Tuesday, May 31, 2016

Backseat Driving Done Right

It's Graduation season, that time of the year when high school and college students finish their schooling and walk across the stage in a cap and gown to get a piece of paper with their name on it.  As it happens, this year my niece Courtney walked the stage as she graduated from high school, and the family trooped off to the Laurie Auditorium at Trinity University to watch this milestone.  I rode with my parents to the event. 

It's been awhile since I have ridden in the backseat of the family car, and things have changed since then.  For one thing, I developed a bit of claustrophobia, and sitting in the backseat is a little close.  For another, my parents are older.  My dad normally drives a huge pick up truck, but for this evening we were in my mother's Honda.  Except that my dad was driving like he was still in his pickup; he pretended that speed bumps put on our route weren't there and barely slowed down.  Short as I am, it was difficult not to go airborne.  I was grateful for the seatbelt!  I noticed my mother gripping her hands together, and I knew that she was nervous about her car. 

After the graduation ceremony, we returned to the car and headed home.  My dad exited the university, then headed for the traffic light.  He put on his turn signal at the stop light.  That's when the fun started, just like when I was a kid.

Mom:  "There's no right turn on red here,"

Dad: "There's no sign saying that."  

Mom: "Yes there is."

Dad: "I don't see any sign."

"Dad, you can't see oncoming traffic,"   I could not see the traffic light from the backseat, but I could see the left corner of the road jutting out to block our view.

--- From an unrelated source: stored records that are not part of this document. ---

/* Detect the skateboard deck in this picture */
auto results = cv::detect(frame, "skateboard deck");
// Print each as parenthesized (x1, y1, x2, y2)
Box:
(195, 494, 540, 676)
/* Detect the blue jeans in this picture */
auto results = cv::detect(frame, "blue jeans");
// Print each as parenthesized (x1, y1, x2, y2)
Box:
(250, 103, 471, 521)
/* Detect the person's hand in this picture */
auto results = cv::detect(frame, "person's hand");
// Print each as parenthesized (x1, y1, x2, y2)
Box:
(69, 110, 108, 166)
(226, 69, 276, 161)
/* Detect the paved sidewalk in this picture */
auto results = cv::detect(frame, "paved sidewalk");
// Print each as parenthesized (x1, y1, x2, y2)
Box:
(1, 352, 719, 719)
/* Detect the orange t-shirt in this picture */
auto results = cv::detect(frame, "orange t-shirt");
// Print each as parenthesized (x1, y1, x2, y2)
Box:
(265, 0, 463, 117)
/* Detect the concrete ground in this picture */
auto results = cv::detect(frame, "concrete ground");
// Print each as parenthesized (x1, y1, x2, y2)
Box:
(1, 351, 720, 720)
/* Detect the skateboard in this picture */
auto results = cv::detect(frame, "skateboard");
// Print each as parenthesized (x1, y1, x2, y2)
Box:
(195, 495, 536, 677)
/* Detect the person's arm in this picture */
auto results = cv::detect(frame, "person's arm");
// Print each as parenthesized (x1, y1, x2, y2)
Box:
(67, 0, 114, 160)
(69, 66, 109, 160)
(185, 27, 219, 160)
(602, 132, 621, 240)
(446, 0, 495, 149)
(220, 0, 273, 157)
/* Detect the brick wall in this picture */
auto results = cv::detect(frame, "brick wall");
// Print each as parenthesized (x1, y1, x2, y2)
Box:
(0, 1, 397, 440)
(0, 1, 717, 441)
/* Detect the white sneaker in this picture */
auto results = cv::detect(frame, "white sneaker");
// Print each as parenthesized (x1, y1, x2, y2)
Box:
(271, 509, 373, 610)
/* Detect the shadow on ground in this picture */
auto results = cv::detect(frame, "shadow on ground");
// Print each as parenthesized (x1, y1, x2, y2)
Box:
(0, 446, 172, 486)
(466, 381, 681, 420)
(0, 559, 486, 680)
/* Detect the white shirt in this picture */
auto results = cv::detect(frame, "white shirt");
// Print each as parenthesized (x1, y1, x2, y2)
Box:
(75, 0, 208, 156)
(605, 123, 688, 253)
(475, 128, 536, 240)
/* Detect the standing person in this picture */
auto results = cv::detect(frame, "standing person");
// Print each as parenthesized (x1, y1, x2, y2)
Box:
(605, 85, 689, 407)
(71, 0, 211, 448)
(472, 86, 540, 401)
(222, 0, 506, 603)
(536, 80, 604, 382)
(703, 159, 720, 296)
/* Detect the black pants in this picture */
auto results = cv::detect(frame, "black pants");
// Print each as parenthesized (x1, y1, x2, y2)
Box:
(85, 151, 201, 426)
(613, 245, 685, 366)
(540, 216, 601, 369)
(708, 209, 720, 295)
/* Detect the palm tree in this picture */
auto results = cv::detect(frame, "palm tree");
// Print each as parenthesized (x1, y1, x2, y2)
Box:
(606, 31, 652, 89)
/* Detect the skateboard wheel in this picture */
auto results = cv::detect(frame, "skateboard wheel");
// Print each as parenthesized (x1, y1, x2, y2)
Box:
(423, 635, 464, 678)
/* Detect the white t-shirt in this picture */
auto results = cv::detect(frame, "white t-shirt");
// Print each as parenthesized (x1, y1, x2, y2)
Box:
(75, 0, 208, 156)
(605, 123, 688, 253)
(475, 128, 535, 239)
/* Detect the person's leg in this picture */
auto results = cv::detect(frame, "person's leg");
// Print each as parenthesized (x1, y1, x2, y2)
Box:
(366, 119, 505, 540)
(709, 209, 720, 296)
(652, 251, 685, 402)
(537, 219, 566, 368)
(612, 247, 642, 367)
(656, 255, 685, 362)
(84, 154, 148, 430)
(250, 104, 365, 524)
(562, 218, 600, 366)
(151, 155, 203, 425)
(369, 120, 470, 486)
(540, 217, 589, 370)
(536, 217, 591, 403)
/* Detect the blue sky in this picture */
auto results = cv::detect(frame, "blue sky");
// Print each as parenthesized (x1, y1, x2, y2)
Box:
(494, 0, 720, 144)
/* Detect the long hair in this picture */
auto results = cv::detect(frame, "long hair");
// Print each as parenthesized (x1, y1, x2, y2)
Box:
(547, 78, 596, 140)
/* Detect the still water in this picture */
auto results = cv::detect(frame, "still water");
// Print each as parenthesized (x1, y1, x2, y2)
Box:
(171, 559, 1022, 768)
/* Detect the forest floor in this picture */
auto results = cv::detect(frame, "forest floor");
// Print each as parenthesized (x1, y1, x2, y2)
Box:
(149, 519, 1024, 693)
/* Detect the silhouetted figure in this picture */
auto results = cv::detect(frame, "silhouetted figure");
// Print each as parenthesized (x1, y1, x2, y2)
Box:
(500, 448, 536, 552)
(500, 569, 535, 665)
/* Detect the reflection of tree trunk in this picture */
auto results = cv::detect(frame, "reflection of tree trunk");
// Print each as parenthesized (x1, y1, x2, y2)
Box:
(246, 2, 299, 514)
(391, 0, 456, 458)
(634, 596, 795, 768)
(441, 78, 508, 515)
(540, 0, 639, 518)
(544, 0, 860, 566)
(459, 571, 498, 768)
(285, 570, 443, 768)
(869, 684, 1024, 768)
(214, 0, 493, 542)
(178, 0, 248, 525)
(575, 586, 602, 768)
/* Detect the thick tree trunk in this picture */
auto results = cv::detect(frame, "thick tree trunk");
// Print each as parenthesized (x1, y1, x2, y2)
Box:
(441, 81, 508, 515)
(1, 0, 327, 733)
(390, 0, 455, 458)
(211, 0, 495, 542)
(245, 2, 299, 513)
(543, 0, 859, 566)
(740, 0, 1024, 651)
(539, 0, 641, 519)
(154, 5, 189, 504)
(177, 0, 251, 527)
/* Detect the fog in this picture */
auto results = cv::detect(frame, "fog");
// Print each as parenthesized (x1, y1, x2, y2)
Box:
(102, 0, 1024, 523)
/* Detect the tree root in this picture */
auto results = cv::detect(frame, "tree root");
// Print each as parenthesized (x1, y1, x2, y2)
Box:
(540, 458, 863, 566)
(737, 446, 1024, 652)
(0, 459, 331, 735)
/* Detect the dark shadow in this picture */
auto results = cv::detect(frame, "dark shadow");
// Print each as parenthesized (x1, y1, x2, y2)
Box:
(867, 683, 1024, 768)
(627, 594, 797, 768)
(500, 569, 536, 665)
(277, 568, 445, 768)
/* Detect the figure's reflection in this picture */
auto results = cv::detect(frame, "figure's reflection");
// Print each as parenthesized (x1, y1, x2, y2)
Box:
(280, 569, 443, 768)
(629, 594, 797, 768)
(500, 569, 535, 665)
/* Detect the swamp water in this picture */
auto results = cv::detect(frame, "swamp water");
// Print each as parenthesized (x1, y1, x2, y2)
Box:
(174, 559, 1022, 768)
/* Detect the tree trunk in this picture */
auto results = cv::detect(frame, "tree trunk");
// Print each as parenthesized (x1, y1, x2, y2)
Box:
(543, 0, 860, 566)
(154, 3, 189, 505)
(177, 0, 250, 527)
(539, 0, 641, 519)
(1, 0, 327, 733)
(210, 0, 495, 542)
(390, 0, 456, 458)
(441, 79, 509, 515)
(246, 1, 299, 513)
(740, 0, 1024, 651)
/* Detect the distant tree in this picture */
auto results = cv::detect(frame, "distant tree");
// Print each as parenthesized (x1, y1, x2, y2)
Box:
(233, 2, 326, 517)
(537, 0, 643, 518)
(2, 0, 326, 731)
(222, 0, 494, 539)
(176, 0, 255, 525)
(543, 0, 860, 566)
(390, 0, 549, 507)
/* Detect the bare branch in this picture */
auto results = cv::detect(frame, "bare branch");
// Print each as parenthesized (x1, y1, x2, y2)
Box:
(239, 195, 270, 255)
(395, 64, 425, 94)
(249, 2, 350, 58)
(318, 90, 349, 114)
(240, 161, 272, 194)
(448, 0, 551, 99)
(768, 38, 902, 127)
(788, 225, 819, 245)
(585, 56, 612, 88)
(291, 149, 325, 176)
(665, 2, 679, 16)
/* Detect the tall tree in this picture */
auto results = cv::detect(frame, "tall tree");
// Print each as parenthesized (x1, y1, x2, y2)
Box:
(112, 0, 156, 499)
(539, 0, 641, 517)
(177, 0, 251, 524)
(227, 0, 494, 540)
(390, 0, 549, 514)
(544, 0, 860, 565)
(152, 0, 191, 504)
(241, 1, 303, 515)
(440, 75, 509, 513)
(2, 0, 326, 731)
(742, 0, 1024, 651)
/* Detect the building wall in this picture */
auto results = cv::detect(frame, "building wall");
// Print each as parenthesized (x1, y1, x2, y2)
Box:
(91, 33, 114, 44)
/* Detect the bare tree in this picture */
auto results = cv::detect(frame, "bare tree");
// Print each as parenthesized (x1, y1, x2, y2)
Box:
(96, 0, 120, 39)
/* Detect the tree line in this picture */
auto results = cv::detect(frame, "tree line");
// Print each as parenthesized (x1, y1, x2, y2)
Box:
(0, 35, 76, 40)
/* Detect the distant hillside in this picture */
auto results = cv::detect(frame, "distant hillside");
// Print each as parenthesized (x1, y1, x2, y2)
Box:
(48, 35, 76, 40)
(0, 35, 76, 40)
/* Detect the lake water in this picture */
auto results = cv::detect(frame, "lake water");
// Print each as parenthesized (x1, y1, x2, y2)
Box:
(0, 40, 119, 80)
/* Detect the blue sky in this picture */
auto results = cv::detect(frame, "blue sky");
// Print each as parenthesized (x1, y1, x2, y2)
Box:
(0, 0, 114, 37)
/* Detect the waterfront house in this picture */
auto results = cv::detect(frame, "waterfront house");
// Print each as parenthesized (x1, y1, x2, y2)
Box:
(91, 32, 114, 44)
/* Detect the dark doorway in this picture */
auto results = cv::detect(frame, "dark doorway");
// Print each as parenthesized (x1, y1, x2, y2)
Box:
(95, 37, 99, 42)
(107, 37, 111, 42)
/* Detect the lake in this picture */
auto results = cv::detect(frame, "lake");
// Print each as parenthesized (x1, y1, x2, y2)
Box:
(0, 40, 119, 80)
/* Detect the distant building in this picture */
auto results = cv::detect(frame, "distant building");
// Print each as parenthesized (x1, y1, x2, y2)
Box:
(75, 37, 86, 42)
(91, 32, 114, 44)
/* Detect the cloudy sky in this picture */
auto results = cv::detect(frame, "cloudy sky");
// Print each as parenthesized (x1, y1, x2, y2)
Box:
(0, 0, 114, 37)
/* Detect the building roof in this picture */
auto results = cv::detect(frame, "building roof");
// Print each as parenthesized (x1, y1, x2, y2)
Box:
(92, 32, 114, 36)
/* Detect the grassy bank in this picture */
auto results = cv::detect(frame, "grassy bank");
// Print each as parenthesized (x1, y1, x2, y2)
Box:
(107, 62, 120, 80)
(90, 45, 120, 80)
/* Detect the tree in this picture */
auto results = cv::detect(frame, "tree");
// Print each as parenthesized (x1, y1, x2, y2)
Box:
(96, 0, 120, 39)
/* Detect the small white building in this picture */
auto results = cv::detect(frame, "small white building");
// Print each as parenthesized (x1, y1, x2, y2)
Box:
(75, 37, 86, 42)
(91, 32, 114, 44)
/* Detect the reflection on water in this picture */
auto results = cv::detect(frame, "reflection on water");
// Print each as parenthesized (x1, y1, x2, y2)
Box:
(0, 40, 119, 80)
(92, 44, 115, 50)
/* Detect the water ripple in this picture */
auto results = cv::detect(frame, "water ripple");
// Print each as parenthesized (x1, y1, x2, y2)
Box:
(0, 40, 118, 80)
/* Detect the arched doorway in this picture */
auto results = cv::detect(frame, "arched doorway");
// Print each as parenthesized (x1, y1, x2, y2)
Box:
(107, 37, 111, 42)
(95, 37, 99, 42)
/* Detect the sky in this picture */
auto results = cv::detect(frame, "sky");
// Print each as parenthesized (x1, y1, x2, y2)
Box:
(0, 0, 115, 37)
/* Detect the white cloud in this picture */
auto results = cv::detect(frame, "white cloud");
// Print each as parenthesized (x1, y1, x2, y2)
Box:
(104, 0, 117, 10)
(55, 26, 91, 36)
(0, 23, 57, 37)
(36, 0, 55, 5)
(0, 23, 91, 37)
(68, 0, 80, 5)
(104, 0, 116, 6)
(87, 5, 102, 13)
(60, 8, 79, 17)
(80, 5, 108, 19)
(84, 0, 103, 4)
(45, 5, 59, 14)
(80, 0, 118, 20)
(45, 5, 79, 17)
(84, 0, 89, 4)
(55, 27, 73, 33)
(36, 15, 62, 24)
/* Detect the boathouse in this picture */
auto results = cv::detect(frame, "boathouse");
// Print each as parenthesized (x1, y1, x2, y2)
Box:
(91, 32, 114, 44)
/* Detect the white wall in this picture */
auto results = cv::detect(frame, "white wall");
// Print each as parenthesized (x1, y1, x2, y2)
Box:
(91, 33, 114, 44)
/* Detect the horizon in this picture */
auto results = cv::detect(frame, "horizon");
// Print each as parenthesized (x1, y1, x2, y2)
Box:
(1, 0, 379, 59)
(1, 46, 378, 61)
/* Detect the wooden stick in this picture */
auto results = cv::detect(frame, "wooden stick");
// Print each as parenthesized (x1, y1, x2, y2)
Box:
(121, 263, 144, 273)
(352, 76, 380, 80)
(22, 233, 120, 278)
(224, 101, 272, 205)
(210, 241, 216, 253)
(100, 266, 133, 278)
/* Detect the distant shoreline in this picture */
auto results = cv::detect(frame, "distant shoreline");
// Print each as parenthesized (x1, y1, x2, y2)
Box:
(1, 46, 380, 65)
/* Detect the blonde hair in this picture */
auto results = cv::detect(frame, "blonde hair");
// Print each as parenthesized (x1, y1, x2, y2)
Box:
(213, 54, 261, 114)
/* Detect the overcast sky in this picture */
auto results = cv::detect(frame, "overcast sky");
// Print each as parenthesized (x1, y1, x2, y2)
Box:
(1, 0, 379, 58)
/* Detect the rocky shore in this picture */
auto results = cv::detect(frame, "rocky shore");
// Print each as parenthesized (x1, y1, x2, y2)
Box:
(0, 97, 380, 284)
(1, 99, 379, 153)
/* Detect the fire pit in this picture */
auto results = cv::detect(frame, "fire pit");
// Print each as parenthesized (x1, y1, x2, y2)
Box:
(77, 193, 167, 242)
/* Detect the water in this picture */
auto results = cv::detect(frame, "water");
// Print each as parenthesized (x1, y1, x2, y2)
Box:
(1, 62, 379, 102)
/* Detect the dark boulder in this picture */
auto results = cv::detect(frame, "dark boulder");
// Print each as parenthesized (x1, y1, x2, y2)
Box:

I felt compelled to speak up. 

Mom: "And it's no right turn on red."    Luckily, the light turned green, saving my dad from responding.  As we turned the corner, I saw the sign my mom was talking about, but kept quiet.  It became obvious that my dad was in a hurry to get home. 

"Dad, you're going a little fast.  There's a lot of cops out tonight."  I didn't mean to say a word; I had resolved to sit quietly in the backseat.  But my mother trained me well, and I could not help myself. I proceeded to correct his driving several more times, becoming more and more horrified at myself.  I even mentioned the speed bumps on the way back!  

"Can I just drive?" My dad had had enough of my shenanigans.  I'd had enough of myself as well.  However, I think my mom was secretly pleased.